New York City legislators and advocates are calling on the state to implement a law so all chain-store pharmacies across the state will need to provide language services to help consumers understand their medications. The state law would be modeled on a city law passed in 2009 that took effect in June.

“Taking prescription medications shouldn’t be a game of Russian roulette for seniors, non-English speakers or anyone else,” said state Sen. Jose Peralta (D-East Elmhurst) in a statement. “I am committed to doing all I can, working with my colleagues in the Legislature, to make medication instructions and prescription labels understandable to all consumers.”

The initiative has been supported by Peralta, state Assemblyman Richard Gottfried (D-Manhattan), City Councilwoman Julissa Ferreras (D-East Elmhurst), the immigrant advocacy program Make the Road New York and the Health Justice Program at New York Lawyers for the Public Interest, which has taken on Make the Road as a client.

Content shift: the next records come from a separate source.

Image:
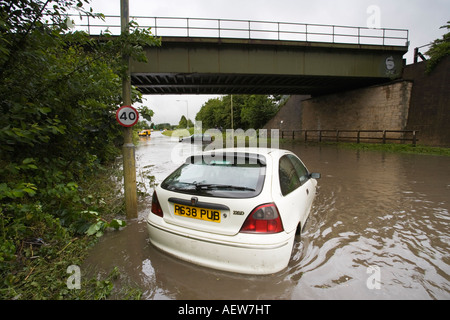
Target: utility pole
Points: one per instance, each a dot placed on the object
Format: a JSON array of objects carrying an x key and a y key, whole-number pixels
[{"x": 128, "y": 149}]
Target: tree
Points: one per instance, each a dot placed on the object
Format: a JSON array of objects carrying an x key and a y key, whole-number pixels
[
  {"x": 59, "y": 91},
  {"x": 249, "y": 111},
  {"x": 439, "y": 49}
]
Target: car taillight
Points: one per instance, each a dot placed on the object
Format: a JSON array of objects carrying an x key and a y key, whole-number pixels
[
  {"x": 156, "y": 207},
  {"x": 263, "y": 219}
]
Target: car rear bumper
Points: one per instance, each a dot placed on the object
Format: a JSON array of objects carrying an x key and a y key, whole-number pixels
[{"x": 242, "y": 253}]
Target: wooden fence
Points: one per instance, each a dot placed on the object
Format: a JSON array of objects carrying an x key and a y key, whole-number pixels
[{"x": 358, "y": 136}]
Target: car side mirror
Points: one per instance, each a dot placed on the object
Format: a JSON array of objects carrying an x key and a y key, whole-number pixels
[{"x": 314, "y": 175}]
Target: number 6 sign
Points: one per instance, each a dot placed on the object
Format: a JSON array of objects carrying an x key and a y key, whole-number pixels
[{"x": 127, "y": 116}]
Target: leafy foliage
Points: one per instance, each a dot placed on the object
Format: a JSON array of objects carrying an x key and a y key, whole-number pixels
[
  {"x": 58, "y": 94},
  {"x": 439, "y": 49},
  {"x": 249, "y": 111}
]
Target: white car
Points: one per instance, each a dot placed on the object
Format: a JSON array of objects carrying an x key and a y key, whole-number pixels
[{"x": 236, "y": 210}]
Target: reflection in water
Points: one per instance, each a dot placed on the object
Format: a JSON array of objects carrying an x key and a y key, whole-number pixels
[{"x": 373, "y": 209}]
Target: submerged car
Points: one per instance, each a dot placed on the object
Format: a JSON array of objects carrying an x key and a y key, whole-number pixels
[
  {"x": 196, "y": 138},
  {"x": 235, "y": 210},
  {"x": 144, "y": 133}
]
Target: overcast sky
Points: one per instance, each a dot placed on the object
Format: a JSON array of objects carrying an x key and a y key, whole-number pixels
[{"x": 422, "y": 18}]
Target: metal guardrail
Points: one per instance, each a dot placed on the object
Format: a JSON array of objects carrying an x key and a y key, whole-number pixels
[
  {"x": 381, "y": 136},
  {"x": 248, "y": 29}
]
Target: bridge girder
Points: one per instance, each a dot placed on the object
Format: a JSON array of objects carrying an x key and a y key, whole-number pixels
[{"x": 240, "y": 66}]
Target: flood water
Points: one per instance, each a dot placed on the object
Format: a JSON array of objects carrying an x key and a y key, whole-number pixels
[{"x": 378, "y": 229}]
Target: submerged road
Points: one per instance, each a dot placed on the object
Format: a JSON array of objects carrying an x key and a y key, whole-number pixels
[{"x": 378, "y": 229}]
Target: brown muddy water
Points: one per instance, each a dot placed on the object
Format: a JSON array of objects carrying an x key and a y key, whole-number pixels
[{"x": 378, "y": 229}]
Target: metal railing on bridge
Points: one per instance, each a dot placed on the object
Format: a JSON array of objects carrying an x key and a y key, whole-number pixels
[
  {"x": 248, "y": 29},
  {"x": 358, "y": 136}
]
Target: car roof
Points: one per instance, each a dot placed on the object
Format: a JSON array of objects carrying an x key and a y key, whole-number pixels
[{"x": 262, "y": 151}]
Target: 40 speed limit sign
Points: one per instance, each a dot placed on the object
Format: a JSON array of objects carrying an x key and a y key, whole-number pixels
[{"x": 127, "y": 116}]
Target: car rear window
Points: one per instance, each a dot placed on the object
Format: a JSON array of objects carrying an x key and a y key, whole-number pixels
[{"x": 233, "y": 175}]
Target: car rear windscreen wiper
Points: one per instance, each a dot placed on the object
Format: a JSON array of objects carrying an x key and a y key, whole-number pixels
[{"x": 205, "y": 186}]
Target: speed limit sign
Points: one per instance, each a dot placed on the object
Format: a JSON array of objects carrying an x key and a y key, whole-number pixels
[{"x": 127, "y": 116}]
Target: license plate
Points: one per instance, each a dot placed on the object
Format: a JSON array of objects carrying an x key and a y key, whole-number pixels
[{"x": 212, "y": 215}]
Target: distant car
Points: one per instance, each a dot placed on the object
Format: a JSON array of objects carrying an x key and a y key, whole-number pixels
[
  {"x": 236, "y": 210},
  {"x": 144, "y": 133},
  {"x": 196, "y": 138}
]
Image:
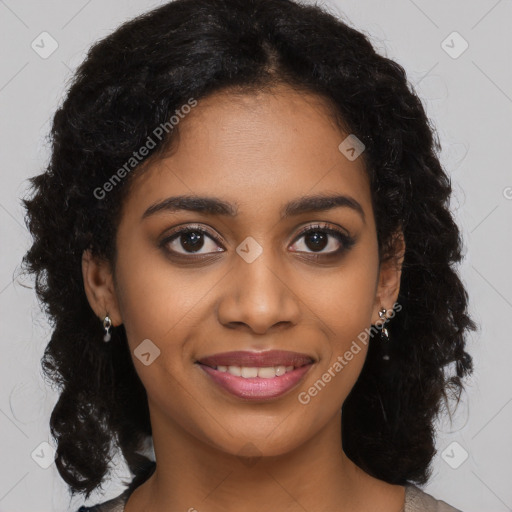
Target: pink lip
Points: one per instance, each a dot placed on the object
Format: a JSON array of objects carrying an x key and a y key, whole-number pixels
[
  {"x": 257, "y": 359},
  {"x": 257, "y": 388}
]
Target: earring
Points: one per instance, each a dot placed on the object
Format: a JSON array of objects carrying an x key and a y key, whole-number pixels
[
  {"x": 107, "y": 324},
  {"x": 384, "y": 336}
]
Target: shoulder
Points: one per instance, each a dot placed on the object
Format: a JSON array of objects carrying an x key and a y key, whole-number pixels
[
  {"x": 114, "y": 505},
  {"x": 417, "y": 500}
]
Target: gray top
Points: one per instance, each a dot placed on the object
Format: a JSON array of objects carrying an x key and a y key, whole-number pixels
[{"x": 416, "y": 500}]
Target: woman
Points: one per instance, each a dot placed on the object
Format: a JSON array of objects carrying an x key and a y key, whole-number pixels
[{"x": 244, "y": 241}]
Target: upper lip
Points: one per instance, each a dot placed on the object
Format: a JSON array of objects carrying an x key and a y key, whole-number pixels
[{"x": 257, "y": 359}]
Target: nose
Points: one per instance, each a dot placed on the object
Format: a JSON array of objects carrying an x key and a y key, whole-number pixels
[{"x": 259, "y": 296}]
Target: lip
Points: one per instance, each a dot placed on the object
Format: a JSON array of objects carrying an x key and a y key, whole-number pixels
[
  {"x": 257, "y": 388},
  {"x": 257, "y": 359}
]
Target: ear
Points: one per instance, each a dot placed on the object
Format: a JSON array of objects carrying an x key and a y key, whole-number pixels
[
  {"x": 99, "y": 287},
  {"x": 390, "y": 274}
]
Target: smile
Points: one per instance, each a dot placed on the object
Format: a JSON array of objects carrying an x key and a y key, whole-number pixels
[{"x": 256, "y": 383}]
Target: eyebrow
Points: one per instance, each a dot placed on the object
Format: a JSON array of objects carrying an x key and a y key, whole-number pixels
[{"x": 216, "y": 206}]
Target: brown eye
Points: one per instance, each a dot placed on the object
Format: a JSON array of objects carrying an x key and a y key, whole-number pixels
[
  {"x": 323, "y": 240},
  {"x": 191, "y": 240}
]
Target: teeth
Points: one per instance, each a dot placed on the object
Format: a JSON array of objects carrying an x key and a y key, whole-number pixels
[{"x": 251, "y": 372}]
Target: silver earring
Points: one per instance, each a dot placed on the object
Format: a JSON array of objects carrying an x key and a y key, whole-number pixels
[
  {"x": 107, "y": 324},
  {"x": 384, "y": 336}
]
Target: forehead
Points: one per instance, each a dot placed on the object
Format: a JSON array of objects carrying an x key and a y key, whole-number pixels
[{"x": 256, "y": 150}]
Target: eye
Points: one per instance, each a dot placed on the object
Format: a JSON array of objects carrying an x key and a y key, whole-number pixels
[
  {"x": 323, "y": 240},
  {"x": 191, "y": 240}
]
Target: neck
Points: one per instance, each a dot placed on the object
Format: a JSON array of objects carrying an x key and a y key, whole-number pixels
[{"x": 192, "y": 475}]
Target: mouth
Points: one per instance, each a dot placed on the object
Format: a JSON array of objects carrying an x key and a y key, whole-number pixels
[{"x": 257, "y": 375}]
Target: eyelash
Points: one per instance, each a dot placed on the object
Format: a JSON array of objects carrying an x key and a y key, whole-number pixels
[{"x": 345, "y": 240}]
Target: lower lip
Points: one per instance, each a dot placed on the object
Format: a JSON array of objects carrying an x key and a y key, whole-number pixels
[{"x": 257, "y": 388}]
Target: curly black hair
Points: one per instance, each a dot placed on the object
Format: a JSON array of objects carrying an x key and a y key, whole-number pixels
[{"x": 133, "y": 81}]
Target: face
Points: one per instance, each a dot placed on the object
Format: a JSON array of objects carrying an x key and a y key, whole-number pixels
[{"x": 274, "y": 275}]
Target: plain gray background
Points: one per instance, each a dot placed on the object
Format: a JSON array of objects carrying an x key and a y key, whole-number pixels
[{"x": 468, "y": 97}]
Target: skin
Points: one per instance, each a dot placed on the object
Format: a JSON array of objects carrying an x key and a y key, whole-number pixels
[{"x": 257, "y": 151}]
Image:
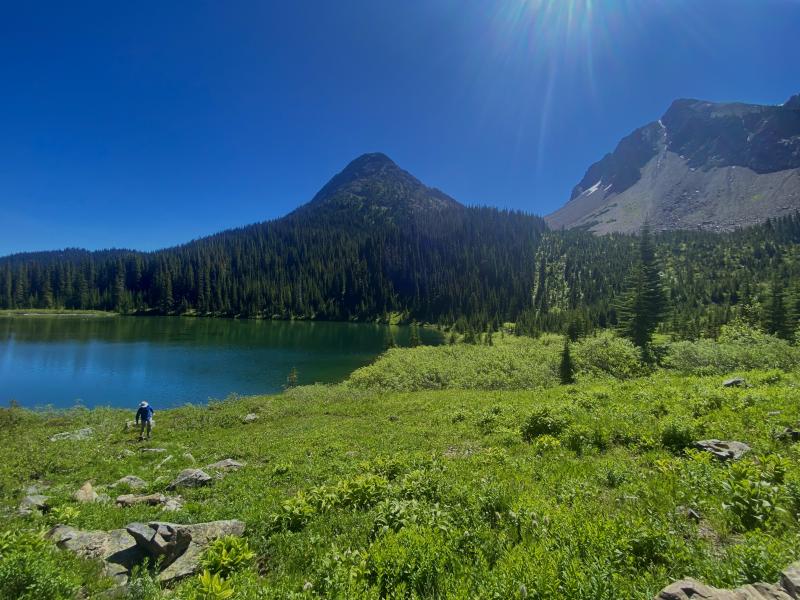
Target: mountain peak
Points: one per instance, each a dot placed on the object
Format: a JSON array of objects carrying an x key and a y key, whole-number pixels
[{"x": 374, "y": 183}]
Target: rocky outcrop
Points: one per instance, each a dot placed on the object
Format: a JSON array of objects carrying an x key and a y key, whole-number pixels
[
  {"x": 80, "y": 434},
  {"x": 723, "y": 450},
  {"x": 177, "y": 547},
  {"x": 133, "y": 482},
  {"x": 190, "y": 478},
  {"x": 788, "y": 588}
]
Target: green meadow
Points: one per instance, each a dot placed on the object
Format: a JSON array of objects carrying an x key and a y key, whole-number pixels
[{"x": 458, "y": 471}]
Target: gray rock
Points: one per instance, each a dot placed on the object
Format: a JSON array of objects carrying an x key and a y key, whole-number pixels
[
  {"x": 33, "y": 502},
  {"x": 690, "y": 589},
  {"x": 134, "y": 499},
  {"x": 86, "y": 493},
  {"x": 734, "y": 382},
  {"x": 190, "y": 478},
  {"x": 116, "y": 548},
  {"x": 790, "y": 580},
  {"x": 179, "y": 546},
  {"x": 226, "y": 465},
  {"x": 723, "y": 450},
  {"x": 133, "y": 482},
  {"x": 80, "y": 434},
  {"x": 165, "y": 542}
]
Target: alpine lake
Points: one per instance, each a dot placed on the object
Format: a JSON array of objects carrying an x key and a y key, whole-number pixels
[{"x": 61, "y": 361}]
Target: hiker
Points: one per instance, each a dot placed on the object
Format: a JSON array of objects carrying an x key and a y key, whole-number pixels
[{"x": 145, "y": 414}]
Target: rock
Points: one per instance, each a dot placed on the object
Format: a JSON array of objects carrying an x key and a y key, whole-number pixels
[
  {"x": 201, "y": 534},
  {"x": 790, "y": 580},
  {"x": 723, "y": 450},
  {"x": 178, "y": 546},
  {"x": 734, "y": 382},
  {"x": 86, "y": 493},
  {"x": 81, "y": 434},
  {"x": 134, "y": 499},
  {"x": 690, "y": 589},
  {"x": 226, "y": 465},
  {"x": 190, "y": 478},
  {"x": 163, "y": 541},
  {"x": 116, "y": 548},
  {"x": 790, "y": 434},
  {"x": 133, "y": 482},
  {"x": 33, "y": 502}
]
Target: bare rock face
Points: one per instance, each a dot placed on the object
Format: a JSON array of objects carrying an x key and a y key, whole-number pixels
[
  {"x": 33, "y": 502},
  {"x": 116, "y": 548},
  {"x": 133, "y": 482},
  {"x": 690, "y": 589},
  {"x": 178, "y": 547},
  {"x": 190, "y": 478},
  {"x": 86, "y": 493},
  {"x": 81, "y": 434},
  {"x": 723, "y": 450},
  {"x": 226, "y": 465}
]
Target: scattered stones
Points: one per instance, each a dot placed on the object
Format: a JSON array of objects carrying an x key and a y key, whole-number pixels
[
  {"x": 86, "y": 493},
  {"x": 691, "y": 589},
  {"x": 33, "y": 502},
  {"x": 190, "y": 478},
  {"x": 81, "y": 434},
  {"x": 178, "y": 546},
  {"x": 133, "y": 482},
  {"x": 723, "y": 450},
  {"x": 734, "y": 382},
  {"x": 790, "y": 434},
  {"x": 226, "y": 465},
  {"x": 134, "y": 499}
]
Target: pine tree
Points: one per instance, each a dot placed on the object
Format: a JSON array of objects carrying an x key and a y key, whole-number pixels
[
  {"x": 566, "y": 369},
  {"x": 645, "y": 303},
  {"x": 413, "y": 339},
  {"x": 776, "y": 319}
]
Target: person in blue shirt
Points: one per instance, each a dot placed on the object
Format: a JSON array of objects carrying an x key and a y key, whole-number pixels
[{"x": 145, "y": 416}]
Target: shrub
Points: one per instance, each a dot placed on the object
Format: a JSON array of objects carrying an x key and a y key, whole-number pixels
[
  {"x": 677, "y": 436},
  {"x": 542, "y": 422},
  {"x": 226, "y": 555},
  {"x": 607, "y": 354}
]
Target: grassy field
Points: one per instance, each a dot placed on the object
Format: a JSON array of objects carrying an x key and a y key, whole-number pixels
[{"x": 388, "y": 486}]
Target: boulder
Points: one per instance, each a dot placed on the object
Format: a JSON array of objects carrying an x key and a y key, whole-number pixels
[
  {"x": 33, "y": 502},
  {"x": 86, "y": 493},
  {"x": 734, "y": 382},
  {"x": 723, "y": 450},
  {"x": 190, "y": 478},
  {"x": 133, "y": 482},
  {"x": 116, "y": 548},
  {"x": 226, "y": 465},
  {"x": 80, "y": 434},
  {"x": 134, "y": 499},
  {"x": 179, "y": 547}
]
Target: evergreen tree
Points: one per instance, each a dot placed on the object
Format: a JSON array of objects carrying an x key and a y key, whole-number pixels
[
  {"x": 566, "y": 369},
  {"x": 413, "y": 339},
  {"x": 776, "y": 319},
  {"x": 644, "y": 305}
]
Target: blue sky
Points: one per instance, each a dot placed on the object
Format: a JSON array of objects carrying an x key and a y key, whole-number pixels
[{"x": 147, "y": 124}]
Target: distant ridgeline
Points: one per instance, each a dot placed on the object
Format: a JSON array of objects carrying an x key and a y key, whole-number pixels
[{"x": 375, "y": 242}]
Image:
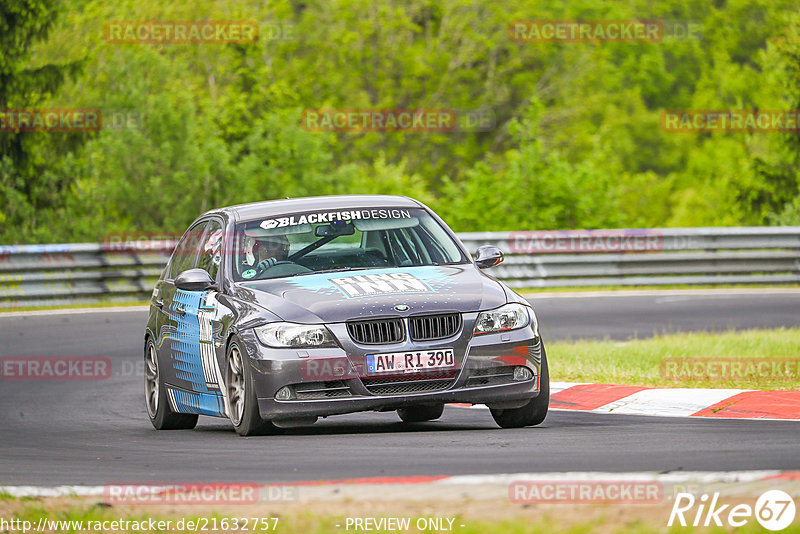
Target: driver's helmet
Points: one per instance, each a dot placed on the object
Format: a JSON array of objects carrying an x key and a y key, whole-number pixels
[{"x": 276, "y": 246}]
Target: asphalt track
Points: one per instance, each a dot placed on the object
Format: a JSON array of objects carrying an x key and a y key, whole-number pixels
[{"x": 96, "y": 432}]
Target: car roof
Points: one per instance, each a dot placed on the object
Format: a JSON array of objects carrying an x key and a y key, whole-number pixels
[{"x": 271, "y": 208}]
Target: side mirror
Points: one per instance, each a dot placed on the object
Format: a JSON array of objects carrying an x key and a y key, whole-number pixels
[
  {"x": 194, "y": 280},
  {"x": 488, "y": 256}
]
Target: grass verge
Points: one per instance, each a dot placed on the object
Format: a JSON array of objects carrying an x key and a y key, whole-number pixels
[{"x": 751, "y": 359}]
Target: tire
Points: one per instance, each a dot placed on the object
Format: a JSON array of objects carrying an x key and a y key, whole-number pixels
[
  {"x": 241, "y": 395},
  {"x": 418, "y": 414},
  {"x": 534, "y": 412},
  {"x": 158, "y": 410}
]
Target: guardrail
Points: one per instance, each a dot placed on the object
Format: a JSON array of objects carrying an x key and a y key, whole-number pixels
[{"x": 33, "y": 275}]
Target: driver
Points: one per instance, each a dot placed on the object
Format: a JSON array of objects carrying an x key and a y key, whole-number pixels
[{"x": 270, "y": 250}]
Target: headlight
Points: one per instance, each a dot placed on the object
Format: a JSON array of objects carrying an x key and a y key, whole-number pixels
[
  {"x": 291, "y": 335},
  {"x": 508, "y": 317}
]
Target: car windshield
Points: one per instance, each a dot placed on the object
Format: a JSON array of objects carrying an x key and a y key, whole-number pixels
[{"x": 340, "y": 240}]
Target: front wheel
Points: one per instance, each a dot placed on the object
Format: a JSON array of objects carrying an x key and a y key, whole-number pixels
[
  {"x": 240, "y": 391},
  {"x": 534, "y": 412},
  {"x": 155, "y": 395}
]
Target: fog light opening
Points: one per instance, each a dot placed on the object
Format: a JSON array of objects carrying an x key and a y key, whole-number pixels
[
  {"x": 522, "y": 373},
  {"x": 285, "y": 393}
]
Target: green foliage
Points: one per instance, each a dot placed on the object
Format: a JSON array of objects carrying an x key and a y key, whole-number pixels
[{"x": 576, "y": 140}]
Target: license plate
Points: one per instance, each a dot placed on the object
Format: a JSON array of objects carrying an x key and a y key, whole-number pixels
[{"x": 410, "y": 362}]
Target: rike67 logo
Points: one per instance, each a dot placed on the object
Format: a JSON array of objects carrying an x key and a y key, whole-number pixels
[{"x": 774, "y": 510}]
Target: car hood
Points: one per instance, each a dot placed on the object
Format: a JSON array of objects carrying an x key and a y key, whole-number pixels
[{"x": 345, "y": 295}]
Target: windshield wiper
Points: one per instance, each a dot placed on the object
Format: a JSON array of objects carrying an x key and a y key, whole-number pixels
[{"x": 337, "y": 270}]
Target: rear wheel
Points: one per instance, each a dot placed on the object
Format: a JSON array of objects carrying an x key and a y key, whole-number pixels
[
  {"x": 418, "y": 414},
  {"x": 534, "y": 412},
  {"x": 155, "y": 395},
  {"x": 242, "y": 396}
]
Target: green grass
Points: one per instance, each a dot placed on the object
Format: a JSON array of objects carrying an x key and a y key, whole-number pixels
[{"x": 643, "y": 362}]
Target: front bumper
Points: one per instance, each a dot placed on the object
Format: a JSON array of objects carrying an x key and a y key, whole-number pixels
[{"x": 332, "y": 381}]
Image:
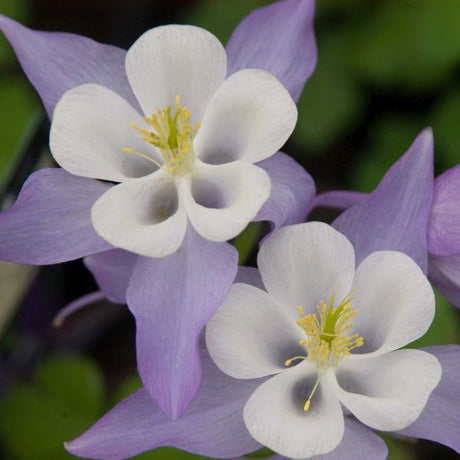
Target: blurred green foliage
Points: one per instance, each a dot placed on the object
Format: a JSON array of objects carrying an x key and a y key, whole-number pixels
[
  {"x": 18, "y": 101},
  {"x": 63, "y": 399}
]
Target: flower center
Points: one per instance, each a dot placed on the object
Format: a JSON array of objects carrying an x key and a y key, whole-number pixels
[
  {"x": 173, "y": 135},
  {"x": 326, "y": 339}
]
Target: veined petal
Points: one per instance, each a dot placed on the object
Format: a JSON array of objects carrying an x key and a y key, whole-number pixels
[
  {"x": 55, "y": 62},
  {"x": 444, "y": 223},
  {"x": 172, "y": 298},
  {"x": 51, "y": 220},
  {"x": 275, "y": 417},
  {"x": 249, "y": 118},
  {"x": 176, "y": 60},
  {"x": 388, "y": 392},
  {"x": 144, "y": 216},
  {"x": 90, "y": 128},
  {"x": 278, "y": 38},
  {"x": 394, "y": 302},
  {"x": 292, "y": 190},
  {"x": 440, "y": 419},
  {"x": 222, "y": 199},
  {"x": 112, "y": 271},
  {"x": 358, "y": 443},
  {"x": 212, "y": 426},
  {"x": 250, "y": 335},
  {"x": 304, "y": 264},
  {"x": 395, "y": 215}
]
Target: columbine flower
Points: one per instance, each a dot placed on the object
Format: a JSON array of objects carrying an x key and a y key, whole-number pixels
[
  {"x": 183, "y": 177},
  {"x": 339, "y": 327},
  {"x": 190, "y": 157}
]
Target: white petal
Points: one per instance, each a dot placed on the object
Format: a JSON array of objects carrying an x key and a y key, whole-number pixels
[
  {"x": 306, "y": 263},
  {"x": 89, "y": 131},
  {"x": 275, "y": 417},
  {"x": 221, "y": 200},
  {"x": 388, "y": 392},
  {"x": 175, "y": 59},
  {"x": 250, "y": 335},
  {"x": 144, "y": 216},
  {"x": 249, "y": 118},
  {"x": 394, "y": 301}
]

Nisha Agarwal, director of the Health Justice Program, said her program and Make the Road have been working on this issue since 2007. After previous collaboration on various health-care issues, the organizations decided to work on this issue based on a New York Academy of Medicine study that found while 88 percent of pharmacists saw individuals with limited proficiency in English daily and almost 80 percent had the capacity to translate labels, only about 39 percent translated labels daily and almost 23 percent did not translate labels.

“The pharmacist couldn’t explain to them how to take their medicine in a language they would understand,” Agarwal said.